Toronto has a brand new Black woman-led real estate company, and its owner hopes to help other people of colour in the city achieve their dreams and create long-lasting wealth.
Renowned realtor Bethany King started her work in the real estate industry in 2018. Since then, she has become a top-producing professional, and built one of the best-performing teams at her previous brokerage.
She has also built a successful social media platform, with over 140K followers on TikTok and 11k on Instagram, where she creates engaging content about the housing market and systemic barriers in the real estate industry, with the goal of reinventing how agents communicate effectively with their clients.
Now, King is launching her own brokerage, King Realty Co., which is one of Toronto’s first real estate companies to be entirely led by a Black woman.
“It’s being black owned isn’t just the headline, it is history being made. And the thing is we are not trying to compete with traditional brokerages in the marketplace. We are building what comes next,” she told Now Toronto on Wednesday.
Despite Toronto being one of the most diverse cities in the world, King says the city’s real estate industry still has a long way to go in representing this diversity.
In 2021, a survey conducted by the Toronto Regional Real Estate Board (TRREB) revealed that while there is significant diversity in the industry, with 58 per cent of its members identifying as racialized, this diversity is not equally reflected across all communities.
Although eight per cent of the city’s population identified as Black at the time, only three per cent of the TRREB’s members were Black. Meanwhile, Black respondents were also more likely to report experiencing unfair treatment by clients, colleagues, home inspectors, and financial institutions, or having their clients face discrimination from home buyers. Additionally, 29 per cent of the women surveyed also reported being more likely to experience unfair treatment.
But King hopes that Realty King Co. will be a step towards changing this reality for other entrepreneurs, while supporting racialized homebuyers and owners in the city.
“I’ve spent so many years helping people from all ethnicities buy and sell real estate. Primarily, though I represent a lot of visible minorities, and it’s so satisfactory when you can play such a small part in a milestone in someone’s life when they buy their first home, for example,” she said.
“But now it’s also such a wonderful feeling when you can help and empower other business professionals to support themselves and build businesses where they can live their dream lives, is what we say, and truly build generational wealth and legacy.”
The realtor explains that buying real estate is one of the most effective ways for people to build long-lasting wealth, and she hopes to facilitate that for racialized people, along with younger clients.
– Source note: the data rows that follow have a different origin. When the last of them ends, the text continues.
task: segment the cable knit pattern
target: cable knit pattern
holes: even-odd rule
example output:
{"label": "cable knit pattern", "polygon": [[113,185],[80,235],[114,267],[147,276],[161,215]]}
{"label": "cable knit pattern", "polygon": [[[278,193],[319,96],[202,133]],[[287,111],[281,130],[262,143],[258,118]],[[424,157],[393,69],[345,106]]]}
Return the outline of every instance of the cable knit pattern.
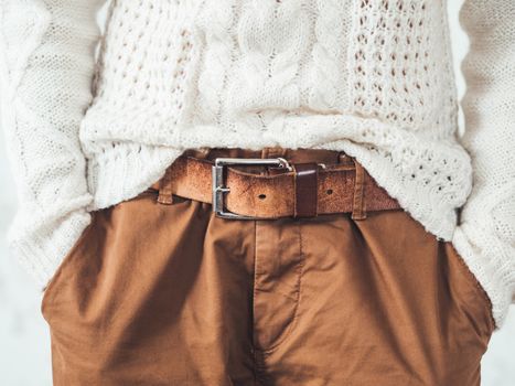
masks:
{"label": "cable knit pattern", "polygon": [[0,3],[12,245],[42,283],[89,211],[135,196],[185,149],[320,148],[356,157],[452,240],[502,324],[515,290],[511,0],[462,10],[464,138],[444,0],[116,0],[97,71],[101,1]]}

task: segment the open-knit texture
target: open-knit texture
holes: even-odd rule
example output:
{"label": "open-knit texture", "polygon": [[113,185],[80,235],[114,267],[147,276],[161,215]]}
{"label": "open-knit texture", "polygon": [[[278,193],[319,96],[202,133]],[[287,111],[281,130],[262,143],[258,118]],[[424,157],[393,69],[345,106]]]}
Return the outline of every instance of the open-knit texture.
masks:
{"label": "open-knit texture", "polygon": [[90,211],[133,197],[185,149],[323,148],[356,157],[452,240],[502,324],[515,290],[512,0],[461,11],[463,137],[444,0],[116,0],[104,34],[100,0],[0,4],[10,245],[42,286]]}

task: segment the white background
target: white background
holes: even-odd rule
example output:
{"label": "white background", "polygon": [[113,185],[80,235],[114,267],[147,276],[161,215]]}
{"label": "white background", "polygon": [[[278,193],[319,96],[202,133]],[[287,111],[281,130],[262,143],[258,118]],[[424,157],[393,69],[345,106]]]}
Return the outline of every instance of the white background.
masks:
{"label": "white background", "polygon": [[[468,50],[466,36],[458,22],[461,3],[462,0],[450,0],[449,6],[460,96],[464,92],[460,63]],[[0,136],[0,384],[50,386],[50,337],[40,313],[41,297],[32,279],[6,248],[4,236],[14,211],[15,191],[9,174],[3,137]],[[482,385],[515,385],[514,354],[515,311],[512,308],[505,326],[494,334],[483,360]]]}

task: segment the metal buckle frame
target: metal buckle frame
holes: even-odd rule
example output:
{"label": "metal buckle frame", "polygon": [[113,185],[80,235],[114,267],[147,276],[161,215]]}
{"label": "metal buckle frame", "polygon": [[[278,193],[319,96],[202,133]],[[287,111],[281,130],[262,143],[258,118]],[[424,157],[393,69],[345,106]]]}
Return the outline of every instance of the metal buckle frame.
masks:
{"label": "metal buckle frame", "polygon": [[283,158],[217,158],[213,167],[213,212],[217,217],[232,219],[257,219],[254,216],[244,216],[233,212],[226,212],[224,208],[225,196],[230,189],[224,185],[224,171],[227,165],[270,165],[287,168],[293,171],[293,168]]}

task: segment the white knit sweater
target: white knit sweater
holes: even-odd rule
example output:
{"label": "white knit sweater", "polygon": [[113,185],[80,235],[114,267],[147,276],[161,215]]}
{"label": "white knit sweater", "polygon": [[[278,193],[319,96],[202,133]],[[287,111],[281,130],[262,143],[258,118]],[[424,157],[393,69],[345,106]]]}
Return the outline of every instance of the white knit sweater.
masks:
{"label": "white knit sweater", "polygon": [[324,148],[452,240],[502,325],[515,291],[513,0],[462,9],[462,138],[444,0],[116,0],[100,39],[103,3],[0,0],[10,245],[42,286],[88,212],[135,196],[184,149]]}

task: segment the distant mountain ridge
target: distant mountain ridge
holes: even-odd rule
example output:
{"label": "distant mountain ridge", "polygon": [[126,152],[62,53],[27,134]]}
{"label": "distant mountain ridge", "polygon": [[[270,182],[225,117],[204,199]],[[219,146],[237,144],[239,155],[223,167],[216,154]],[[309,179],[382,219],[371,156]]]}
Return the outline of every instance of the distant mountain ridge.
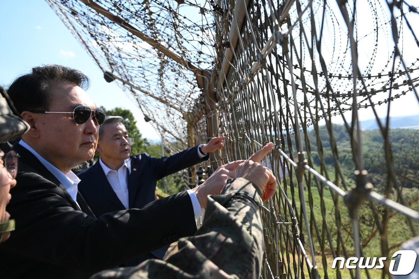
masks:
{"label": "distant mountain ridge", "polygon": [[[383,124],[385,123],[385,118],[380,118],[380,120]],[[360,124],[361,128],[365,131],[379,129],[377,120],[375,119],[361,121]],[[390,117],[390,128],[419,129],[419,114]]]}

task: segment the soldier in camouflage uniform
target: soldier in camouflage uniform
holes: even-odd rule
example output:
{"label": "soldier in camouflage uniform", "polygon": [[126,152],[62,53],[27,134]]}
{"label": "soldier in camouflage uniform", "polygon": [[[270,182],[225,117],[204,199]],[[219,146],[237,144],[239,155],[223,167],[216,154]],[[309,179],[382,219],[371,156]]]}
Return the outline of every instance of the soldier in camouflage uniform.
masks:
{"label": "soldier in camouflage uniform", "polygon": [[259,163],[273,146],[269,143],[239,165],[220,194],[208,197],[202,226],[194,236],[180,239],[178,251],[166,261],[148,260],[91,278],[259,277],[263,236],[259,207],[274,195],[277,183],[270,170]]}

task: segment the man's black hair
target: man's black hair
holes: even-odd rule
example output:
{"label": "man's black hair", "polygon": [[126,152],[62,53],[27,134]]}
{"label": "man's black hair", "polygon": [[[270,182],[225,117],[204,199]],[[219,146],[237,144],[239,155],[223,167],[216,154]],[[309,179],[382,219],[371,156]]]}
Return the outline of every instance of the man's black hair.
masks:
{"label": "man's black hair", "polygon": [[51,88],[56,82],[73,83],[87,90],[90,80],[80,71],[59,65],[35,67],[31,73],[16,78],[8,93],[19,114],[24,111],[48,111]]}

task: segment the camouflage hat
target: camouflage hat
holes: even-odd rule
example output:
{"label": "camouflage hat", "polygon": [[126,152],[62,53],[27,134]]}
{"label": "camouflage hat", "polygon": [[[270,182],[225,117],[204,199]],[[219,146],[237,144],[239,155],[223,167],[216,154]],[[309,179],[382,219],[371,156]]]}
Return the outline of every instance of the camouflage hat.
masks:
{"label": "camouflage hat", "polygon": [[28,132],[29,124],[15,108],[9,96],[0,86],[0,143],[12,140]]}

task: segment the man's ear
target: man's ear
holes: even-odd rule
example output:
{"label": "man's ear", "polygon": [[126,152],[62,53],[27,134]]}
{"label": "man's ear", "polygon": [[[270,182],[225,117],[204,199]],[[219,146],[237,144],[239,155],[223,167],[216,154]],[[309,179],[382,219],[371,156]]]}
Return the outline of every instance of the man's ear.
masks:
{"label": "man's ear", "polygon": [[26,121],[31,127],[27,134],[32,137],[39,137],[40,136],[39,130],[37,128],[39,119],[35,114],[28,111],[24,111],[21,114],[21,115],[23,117],[23,120]]}

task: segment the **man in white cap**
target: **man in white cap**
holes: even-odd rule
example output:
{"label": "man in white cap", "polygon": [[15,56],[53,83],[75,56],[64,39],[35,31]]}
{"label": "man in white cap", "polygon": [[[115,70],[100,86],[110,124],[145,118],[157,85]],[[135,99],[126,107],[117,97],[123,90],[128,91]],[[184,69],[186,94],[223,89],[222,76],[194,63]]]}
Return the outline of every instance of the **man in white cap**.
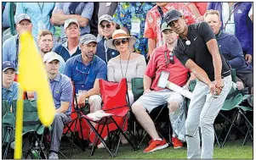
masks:
{"label": "man in white cap", "polygon": [[[51,52],[54,47],[54,34],[48,30],[43,30],[39,32],[38,37],[37,37],[37,44],[39,47],[39,52],[43,58],[44,54],[46,54],[48,52]],[[60,60],[60,72],[63,74],[64,68],[65,68],[65,61],[61,56],[59,56]]]}
{"label": "man in white cap", "polygon": [[51,124],[52,139],[50,146],[49,159],[58,159],[58,152],[64,124],[71,121],[71,103],[73,86],[71,80],[66,75],[60,74],[59,55],[54,52],[46,53],[43,56],[45,69],[49,80],[51,92],[55,105],[55,118]]}
{"label": "man in white cap", "polygon": [[99,79],[106,80],[106,63],[96,56],[97,38],[91,34],[83,36],[80,40],[82,53],[66,61],[64,74],[75,84],[76,93],[87,91],[78,97],[78,106],[85,105],[88,97],[90,113],[101,108],[101,97],[99,95]]}
{"label": "man in white cap", "polygon": [[[187,80],[189,70],[182,65],[173,53],[173,49],[177,41],[177,34],[170,27],[168,27],[166,23],[162,25],[161,32],[165,43],[163,46],[154,49],[143,78],[145,91],[132,106],[133,113],[137,120],[152,139],[144,152],[163,149],[168,146],[167,141],[158,135],[154,122],[148,114],[155,108],[164,103],[168,105],[169,119],[173,127],[172,143],[174,149],[183,147],[183,142],[179,139],[183,139],[185,136],[185,133],[181,135],[179,131],[185,126],[179,128],[175,126],[175,119],[174,119],[174,113],[179,114],[179,113],[175,113],[176,110],[181,113],[180,109],[178,108],[184,105],[184,97],[178,92],[158,87],[157,84],[160,75],[165,73],[168,74],[169,81],[187,88],[192,77]],[[180,121],[179,124],[184,124],[185,119],[184,122]]]}
{"label": "man in white cap", "polygon": [[2,64],[2,100],[6,100],[9,103],[13,100],[17,100],[18,85],[14,81],[16,68],[14,63],[4,61]]}
{"label": "man in white cap", "polygon": [[119,53],[117,50],[108,48],[106,41],[112,38],[112,34],[116,30],[116,24],[113,18],[108,14],[104,14],[99,19],[99,29],[102,34],[101,40],[97,45],[97,56],[107,63],[111,58],[115,58]]}
{"label": "man in white cap", "polygon": [[81,53],[79,45],[80,28],[77,19],[69,19],[64,24],[67,41],[56,46],[54,51],[60,55],[65,62],[71,57]]}
{"label": "man in white cap", "polygon": [[[6,40],[3,44],[3,61],[10,61],[18,68],[18,56],[20,50],[20,34],[23,30],[31,33],[32,24],[29,15],[20,14],[15,17],[16,30],[18,34]],[[37,44],[37,39],[34,37]]]}
{"label": "man in white cap", "polygon": [[174,55],[199,80],[185,120],[187,157],[213,158],[213,124],[232,87],[230,68],[219,51],[214,33],[208,23],[187,25],[182,14],[175,9],[168,11],[164,18],[179,35]]}
{"label": "man in white cap", "polygon": [[[65,21],[69,19],[76,19],[81,27],[81,35],[85,35],[90,33],[89,22],[92,19],[93,13],[94,3],[56,3],[51,22],[58,26],[64,25],[64,32],[65,32]],[[62,31],[61,37],[63,38],[63,36]]]}

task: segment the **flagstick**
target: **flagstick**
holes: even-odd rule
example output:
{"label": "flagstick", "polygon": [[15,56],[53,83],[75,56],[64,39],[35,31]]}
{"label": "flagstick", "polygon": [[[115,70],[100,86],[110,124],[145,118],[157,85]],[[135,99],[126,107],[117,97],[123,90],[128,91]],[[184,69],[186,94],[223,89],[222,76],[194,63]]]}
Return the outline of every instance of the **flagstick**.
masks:
{"label": "flagstick", "polygon": [[23,127],[23,90],[21,90],[21,88],[19,87],[18,101],[17,101],[17,107],[16,107],[14,159],[21,159],[22,127]]}

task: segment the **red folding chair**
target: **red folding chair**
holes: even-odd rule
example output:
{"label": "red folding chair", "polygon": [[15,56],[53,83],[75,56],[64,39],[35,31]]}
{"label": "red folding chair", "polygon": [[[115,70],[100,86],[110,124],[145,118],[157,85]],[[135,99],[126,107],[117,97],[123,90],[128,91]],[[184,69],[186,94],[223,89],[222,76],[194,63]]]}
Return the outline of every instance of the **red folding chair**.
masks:
{"label": "red folding chair", "polygon": [[[119,83],[110,82],[104,80],[100,80],[99,82],[100,95],[103,102],[102,110],[106,113],[111,113],[111,115],[103,116],[99,120],[94,120],[88,115],[82,116],[86,119],[88,125],[94,131],[94,133],[91,133],[92,135],[90,136],[90,141],[93,141],[93,148],[90,155],[94,155],[94,152],[96,149],[96,145],[101,141],[105,149],[112,157],[117,156],[122,135],[133,146],[134,150],[136,150],[134,145],[124,134],[124,131],[127,130],[128,128],[128,113],[129,111],[131,111],[128,102],[126,79],[122,79]],[[97,124],[96,127],[94,127],[92,122]],[[105,135],[110,135],[110,132],[114,130],[117,131],[117,139],[116,140],[116,142],[118,141],[118,143],[115,154],[112,154],[103,137]]]}

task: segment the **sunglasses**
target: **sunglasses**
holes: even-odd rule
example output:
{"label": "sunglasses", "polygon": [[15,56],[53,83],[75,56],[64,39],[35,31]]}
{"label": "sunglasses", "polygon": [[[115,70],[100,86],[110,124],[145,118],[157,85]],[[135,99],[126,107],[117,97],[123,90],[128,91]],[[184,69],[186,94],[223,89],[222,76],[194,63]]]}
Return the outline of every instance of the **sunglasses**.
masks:
{"label": "sunglasses", "polygon": [[167,35],[167,34],[171,34],[171,33],[174,33],[174,31],[172,30],[165,30],[162,31],[162,33],[164,35]]}
{"label": "sunglasses", "polygon": [[120,46],[121,43],[126,44],[128,42],[128,39],[122,39],[122,40],[117,40],[114,41],[115,46]]}
{"label": "sunglasses", "polygon": [[104,29],[105,27],[106,27],[106,28],[111,28],[111,24],[108,24],[108,25],[100,25],[100,28],[101,28],[101,29]]}
{"label": "sunglasses", "polygon": [[174,53],[173,52],[170,52],[170,62],[174,64]]}

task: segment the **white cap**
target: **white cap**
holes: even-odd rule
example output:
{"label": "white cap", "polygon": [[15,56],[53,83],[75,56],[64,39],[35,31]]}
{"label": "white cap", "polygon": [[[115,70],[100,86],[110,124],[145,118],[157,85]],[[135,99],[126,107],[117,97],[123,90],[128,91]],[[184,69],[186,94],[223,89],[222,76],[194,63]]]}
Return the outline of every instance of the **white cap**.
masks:
{"label": "white cap", "polygon": [[64,30],[70,26],[71,24],[76,24],[79,28],[79,24],[77,19],[68,19],[64,22]]}
{"label": "white cap", "polygon": [[43,63],[45,62],[50,63],[53,60],[58,60],[60,62],[60,55],[54,52],[49,52],[44,54],[43,60]]}

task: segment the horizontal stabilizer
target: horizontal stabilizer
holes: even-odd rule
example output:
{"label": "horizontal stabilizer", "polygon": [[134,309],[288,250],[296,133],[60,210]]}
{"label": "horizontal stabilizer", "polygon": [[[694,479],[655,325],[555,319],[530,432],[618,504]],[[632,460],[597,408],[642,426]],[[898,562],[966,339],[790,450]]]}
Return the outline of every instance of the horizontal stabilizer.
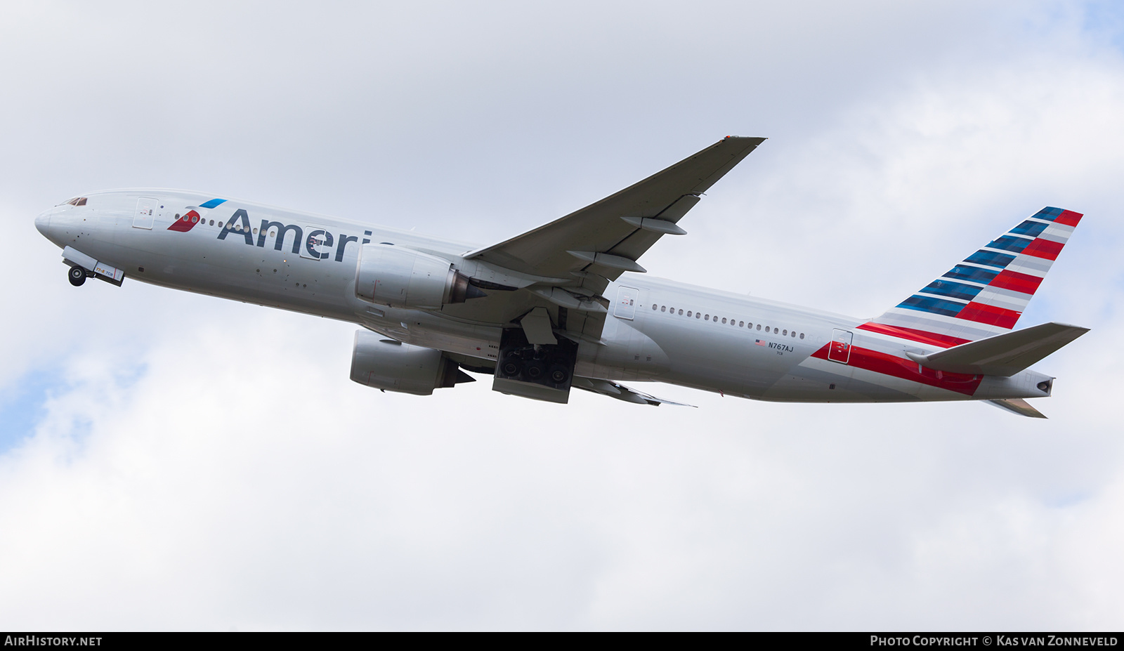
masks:
{"label": "horizontal stabilizer", "polygon": [[1027,416],[1030,418],[1045,418],[1042,412],[1039,412],[1034,407],[1031,407],[1030,403],[1022,398],[1008,398],[1006,400],[988,400],[988,403],[999,407],[1000,409],[1006,409],[1019,416]]}
{"label": "horizontal stabilizer", "polygon": [[1046,323],[927,355],[906,354],[936,371],[1009,378],[1087,332],[1089,328]]}
{"label": "horizontal stabilizer", "polygon": [[687,405],[683,403],[674,403],[672,400],[664,400],[662,398],[656,398],[655,396],[649,396],[636,389],[629,389],[624,385],[618,385],[616,382],[610,382],[608,380],[595,380],[592,378],[574,378],[573,388],[582,389],[586,391],[592,391],[593,394],[600,394],[602,396],[608,396],[610,398],[616,398],[617,400],[624,400],[625,403],[634,403],[636,405],[652,405],[659,407],[660,405],[676,405],[678,407],[694,407],[695,405]]}

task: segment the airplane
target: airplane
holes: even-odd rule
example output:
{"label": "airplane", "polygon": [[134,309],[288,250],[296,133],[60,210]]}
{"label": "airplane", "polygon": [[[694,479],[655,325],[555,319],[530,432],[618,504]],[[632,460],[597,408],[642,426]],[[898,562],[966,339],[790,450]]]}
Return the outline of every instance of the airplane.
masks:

Using a modern, technology-driven approach, King says the new brokerage will utilize technology, artificial intelligence, and cloud-based software that are often overlooked by other traditional firms.
Moreover, the realtor says that her team is prepared to find solutions and adapt to the realities faced by younger generations, who experience greater economic challenges than previous ones, which affects their ability to enter the market.
“The new generation, whether they are business owners, real estate agents or consumers, have now experienced several recessions, several economic changes,” she said.
“Sometimes a consumer is looking for an agent or a business professional, whether that’s real estate mortgages, no matter what industry, [who] can adapt to these times and [who] understands.”
In addition, King hopes that her success with launching the company will inspire young generations to chase their dreams, especially People of Colour.
“When we say that we’re building a legacy, we’re building representation for generations after us, so that other young girls and young boys can have an office that they can walk into in the future and talk to people who look like them, and who understand their journey and who understand their challenges.”